Venser nodded. “Just tell me how.”
“Stay close by, my friend. When I’m ready, I’ll show you things and ask you what you think of them. All you need to do is answer.”
Teferi looked up to the great red window overhead. He closed his eyes and his ears and let his other ascended senses reach out to the time rift.
Tell me your secrets, O Shiv, he thought, and I will make you whole.
Freyalise appeared moments after Teferi and the others disappeared. Radha had expected the patron of Skyshroud to summon her to the center of the forest, to make her crawl and beg for an audience. She had not expected Freyalise to come to her with every able-bodied ranger in the forest.
Freyalise was ethereal and imposing as she faded into view. “You have returned, Daughter of Skyshroud.”
“I have,” Radha said. “Along with these others.”
Freyalise turned her sharp face toward Skive and Dassene. “They may not set foot in the forest.”
“Suits me,” Skive said.
“And me,” Radha said. She stepped between Freyalise and the Shivans. “Greht and the Gathans are out there, in Keld proper. I didn’t bring these people back to battle saprolings and slivers.”
“Hold your tongue,” Freyalise said sternly. “I have endured your impertinence and your disobedience for almost a century, but no longer. The time has come for you to prove your worth to your brothers and sisters. The forest is beset on all sides. Seek you conflict with the Gathans? Travel to any other spot on our border and you will find them, busy with axe
s and saw blades. Lead my Skyshroud Rangers and drive the berserkers from our home.”
Radha shook her head. “The fight isn’t here; it’s at the mountain.”
“Your fight is in Skyshroud,” Freyalise said imperiously, “and Skyshroud is here.”
Radha hesitated. “So your battle plan is to drive the Gathans away from the forest. How far? We can drive them to the sea if you like and they’ll be back in a week.”
“Don’t scoff at me, child. I have been winning wars since before the first Keldon came down from Parma.”
“My plan,” Radha said, “is to challenge Greht. Killing him will end the degradation of Skyshroud, and the act of fighting him will draw every Gathan within shouting distance.” She stepped forward and locked eyes with the planeswalker. “If they’re watching me beat him, they can’t be here taking trees.
“Let me go, Freyalise,” she said. “My companions and I … plus any of your rangers who can still fight … will be sure to attract Greht’s attention. He will know we’re coming, and he will assemble the largest ’host he can to greet us, to watch us fail. There won’t be enough of them to raid Skyshroud’s timber until my duel with Greht is complete.”
Freyalise held Radha’s eyes without wavering. Slowly, so Radha would understand that it was not a matter of her yielding, the patron of Skyshroud craned her head to inspect Skive and Dassene. Then she turned back toward the throng of rangers, over two hundred strong.
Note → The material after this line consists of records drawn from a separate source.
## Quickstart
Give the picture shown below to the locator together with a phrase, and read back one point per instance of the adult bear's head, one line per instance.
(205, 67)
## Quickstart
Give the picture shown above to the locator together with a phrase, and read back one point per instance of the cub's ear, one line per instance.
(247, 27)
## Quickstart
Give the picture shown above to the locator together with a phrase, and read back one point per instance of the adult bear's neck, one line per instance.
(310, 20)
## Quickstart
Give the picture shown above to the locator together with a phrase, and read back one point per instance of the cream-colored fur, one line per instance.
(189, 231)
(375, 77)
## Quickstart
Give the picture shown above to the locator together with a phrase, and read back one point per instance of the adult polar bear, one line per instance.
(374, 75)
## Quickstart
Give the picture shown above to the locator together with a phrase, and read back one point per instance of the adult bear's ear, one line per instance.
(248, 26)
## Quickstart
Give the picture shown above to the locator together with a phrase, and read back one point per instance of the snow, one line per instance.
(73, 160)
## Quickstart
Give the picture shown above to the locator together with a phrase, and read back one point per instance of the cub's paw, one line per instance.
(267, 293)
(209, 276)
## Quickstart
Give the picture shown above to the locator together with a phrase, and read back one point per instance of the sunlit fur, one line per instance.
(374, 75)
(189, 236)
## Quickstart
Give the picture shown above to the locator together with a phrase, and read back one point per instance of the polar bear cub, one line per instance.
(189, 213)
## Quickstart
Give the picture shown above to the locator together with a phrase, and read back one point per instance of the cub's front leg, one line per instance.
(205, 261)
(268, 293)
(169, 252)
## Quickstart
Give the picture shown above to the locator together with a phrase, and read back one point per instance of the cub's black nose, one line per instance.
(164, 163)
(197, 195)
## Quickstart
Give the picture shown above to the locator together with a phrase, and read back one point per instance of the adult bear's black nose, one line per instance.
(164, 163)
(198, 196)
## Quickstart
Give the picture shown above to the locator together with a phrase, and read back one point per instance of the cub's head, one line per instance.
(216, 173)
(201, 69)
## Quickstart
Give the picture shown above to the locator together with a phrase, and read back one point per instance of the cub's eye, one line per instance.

“No,” she said. She turned away, casually adding, “Come with me now to the far edge of the forest. We have work to do. Your friends can stay here, or circle around to meet us, or they can swim home to Shiv for all I care. So long as they do not set foot in Skyshroud, I have no interest in them.”
Radha felt pure berserker bloodlust rising in her. She slid her fingers around the handle of Astor’s dagger, remembering the feel as it punched up through Teferi’s skull. Freyalise would never leave herself open and vulnerable as Teferi had, but Radha still ached to see if the patron of Skyshroud bled.